You guys, she was rolling her eyes at me today! Rolling her eyes! For asking her to add more to her paragraphs that were half-assed and missing information. Who is this girl? What on earth is happening?
I kept her after class for a few minutes today. She sighed and I could tell she wasn't happy about it at all.
My defensive side just wanted to rip into her and give her a good lecture about her horrible attitude lately and tell her to get her shiz together. Yes, shiz. But I didn't. I took a step back and applied my theory that questioning can help lead us to understanding and avoiding trouble.
Me: "I just wanted to ask if you're OK."
Student (with a somewhat relieved half smile): "Yeah, just my mom had surgery last week. Then she had to get moved to this recovery place, and it's just been weird. I'm sorry for my bad attitude."
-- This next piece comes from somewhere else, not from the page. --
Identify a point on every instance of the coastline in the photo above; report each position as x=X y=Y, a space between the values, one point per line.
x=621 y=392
Me: "Well who is taking care of you?"
Student: "My grandma."
Me: "Oh, OK. Do you guys live with her?"
Student: "No, she lives with us."
Me: "Oh I see. OK. Well I am sorry about your mom. I was wondering what was going on because you've always been really good for me, and I never had attitude from you last year, but the past few weeks you have acted differently."
Me: "I want you to know that the only reason I push you to do more is because I know you are capable. You don't see me pushing other kids to write more, because I know a lot of them won't do it or can't do it. I know you can, so that's why I am pushing you to do more."
Student (nodding, understanding): "Okay."
Me: "Again, I'm sorry about your mom. Let me know if there's anything I can do. But try and improve your attitude because I can't do much for you with the attitude."
Student: "OK, I will! Thanks Miss Balibrea."
And she left with a smile on her face.
Oh, man. Today was seriously a really rough day. Just so many of my students had attitude problems and were being disruptive. (Is it a full moon, does anyone know?) I was wiped out at the end of the day, and it really took some perspective for me to step back and not rip into this girl who was being uncooperative, distracted, and rude to me.
I'm so glad I didn't. I learned that something was, in fact, going on with her. She had been acting out last week too, when her mom was apparently having surgery. I think I made her understand that I care, and that I think she can do better, without ripping into her. That all came with some very simple questions. If I had ripped into her, I'm sure I just would have worsened her struggle and her mood.
I don't do this all the time. Sometimes it's hard to think of the right questions fast enough when I am so amped and ready to pummel these kids for how they're acting. I do want to be better because I know that everyone struggles, and that there's usually a reason a teenager is acting the way s/he's acting. I hope this experience helps me to keep my cool more often and be better about asking questions so I can better understand and help my students.